There were plenty of new features to see on updated, established models.

Honda CB650R

For 2019, the CB650F it’s replaced with the CB650R that adopts the same round-headlight looks as its newer CB siblings. As well as upside-down Showa SFF fork and radial Nissin calipers, it gets a power hike, higher revs and a lighter steel frame.

BMW R 1250 R

Using BMW’s new ShiftCam variable valve timed, 1254cc boxer twin the R 1250 R replaces the R 1200 R. There is a new bellypan, revised panels around the radiator and a TFT dashboard.

Kawasaki Z400

Given that the old Ninja 300 was replaced a year ago with the Ninja 400, it’s little surprise to see a new Z400 appearing as a replacement for the Z300 in 2019. It gets identical chassis and engine specs as the faired bike, which is a 399cc parallel twin making 33.4kW.

Honda CB500F

With changes being applied across the CB500 range for 2019, the naked CB500F gets the same engine updates as its CBR500R and CB500X siblings.

Retro machines

No longer a niche market, old-style is a mainstream moneyspinner.

Kawasaki W800

It looks much the same as before, but the new Kawasaki W800 has a redesigned frame, a revamped 773cc air-cooled engine that now passes Euro4 emissions limits and ABS-equipped disc brakes front and rear. Two versions are on offer – a naked Street and bullet-faired Cafe model. With 35kW, it’s not a powerhouse, but the W800 will be a genuine rival to Royal Enfield’s new 650cc twins if it’s priced low enough.

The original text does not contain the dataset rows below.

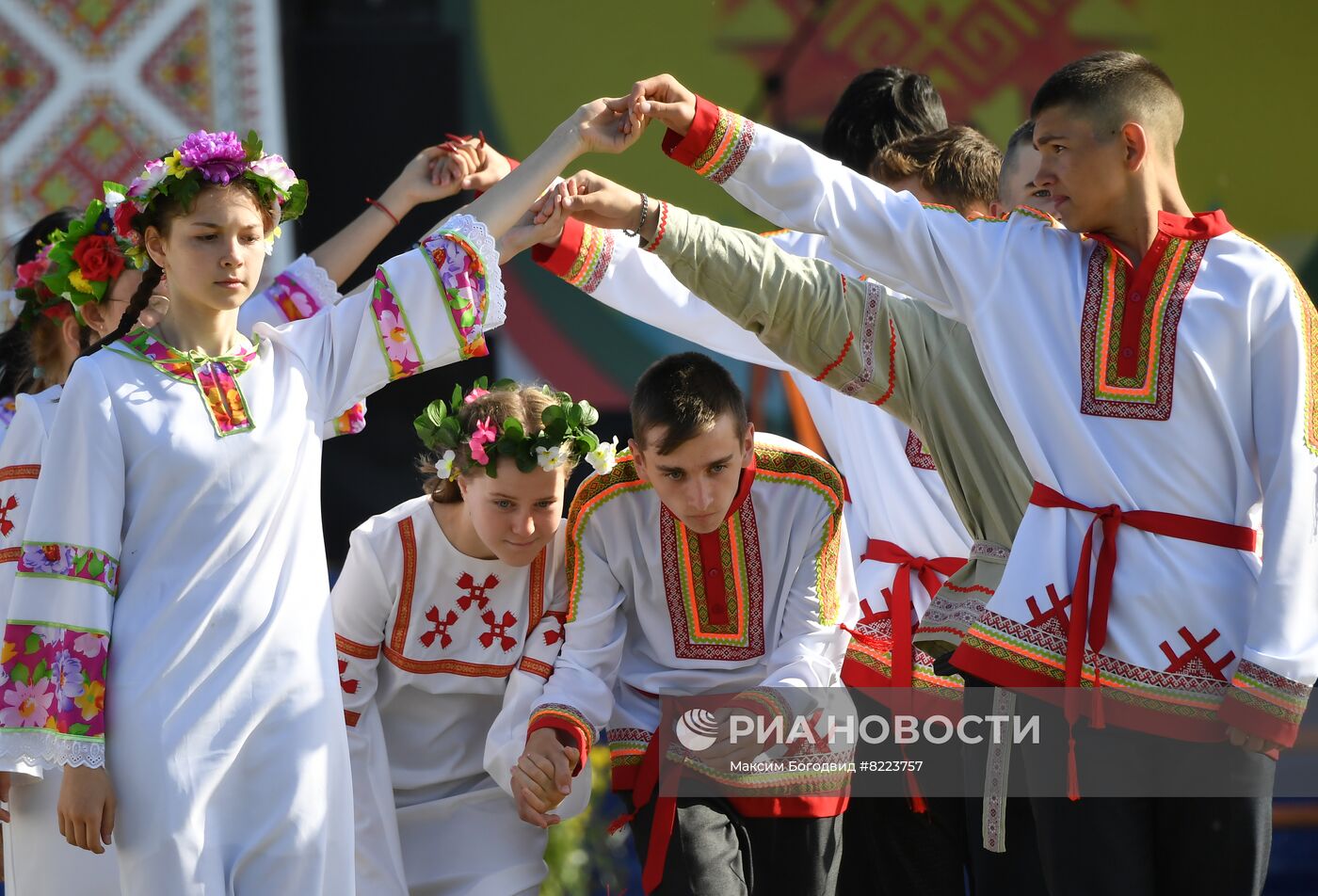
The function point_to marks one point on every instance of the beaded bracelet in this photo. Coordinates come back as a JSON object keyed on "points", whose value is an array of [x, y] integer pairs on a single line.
{"points": [[663, 226], [381, 207], [645, 213]]}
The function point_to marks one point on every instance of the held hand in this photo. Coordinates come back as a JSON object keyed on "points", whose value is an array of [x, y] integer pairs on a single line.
{"points": [[86, 808], [542, 223], [602, 201], [603, 128], [491, 168], [661, 98], [4, 796], [1249, 742], [434, 173]]}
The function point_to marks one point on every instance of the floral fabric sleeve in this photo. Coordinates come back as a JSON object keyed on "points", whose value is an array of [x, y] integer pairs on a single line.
{"points": [[56, 648], [298, 293], [424, 309]]}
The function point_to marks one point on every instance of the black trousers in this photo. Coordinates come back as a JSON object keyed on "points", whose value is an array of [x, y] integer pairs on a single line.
{"points": [[1147, 846], [717, 852]]}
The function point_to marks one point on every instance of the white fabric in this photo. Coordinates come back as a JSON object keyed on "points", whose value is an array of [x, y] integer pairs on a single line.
{"points": [[1235, 437], [892, 500], [224, 731], [419, 733], [622, 638]]}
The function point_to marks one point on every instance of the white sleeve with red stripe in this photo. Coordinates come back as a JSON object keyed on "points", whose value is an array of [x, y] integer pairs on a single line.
{"points": [[362, 601]]}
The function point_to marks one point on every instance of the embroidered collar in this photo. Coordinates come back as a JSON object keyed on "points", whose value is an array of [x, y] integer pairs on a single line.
{"points": [[178, 364]]}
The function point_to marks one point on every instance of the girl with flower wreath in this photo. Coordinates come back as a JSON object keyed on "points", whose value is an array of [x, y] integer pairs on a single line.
{"points": [[75, 279], [448, 616], [182, 529]]}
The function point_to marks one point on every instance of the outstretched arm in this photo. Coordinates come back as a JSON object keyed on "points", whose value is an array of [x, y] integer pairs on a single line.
{"points": [[926, 252], [434, 173]]}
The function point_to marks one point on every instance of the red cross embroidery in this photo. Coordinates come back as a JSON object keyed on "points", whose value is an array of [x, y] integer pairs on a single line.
{"points": [[441, 628], [872, 616], [498, 630], [474, 593], [349, 685], [1197, 651], [554, 634], [6, 523], [1056, 612]]}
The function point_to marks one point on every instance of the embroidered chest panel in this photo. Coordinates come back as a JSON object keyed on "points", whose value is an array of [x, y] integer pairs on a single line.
{"points": [[471, 626], [214, 378], [715, 597], [1127, 338]]}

Royal Enfield Concept 1140 KX

Going right outside its comfort zone, Royal Enfield unveiled this spectacular prototype it claimed was just a “design exercise”. The feedback it got should convince the company to put it into production. Powered by a water-cooled 838cc V-twin, it pays tribute to Royal Enfield’s luxury tourer of the 1930s, the 1140cc side-valve V-twin KX.

Yamaha XSR700 XTribute

Designed as a homage to the old XT500, the XTribute gives the XSR700 a scrambler-style makeover including block-tread Pirelli MT60RS tyres, a flat seat, fork gaiters and off-road footpegs. There’s no change to the suspension or the 55kW engine.

Triumph Bonneville Limited Editions

Two new limited-editions graced Triumph’s EICMA stand – both cosmetic updates on the Bonneville T120. The T120 Ace, a tie-in with London’s Ace Cafe, has a bobbed rear fender, black engine and grey paint, plus an Ace logo on the tank. Just 1300 will be made. Meanwhile the Diamond Edition marks 60 years of the original Bonneville and will be limited to 800 examples. It has a chromed engine and subtle Union Jack tank.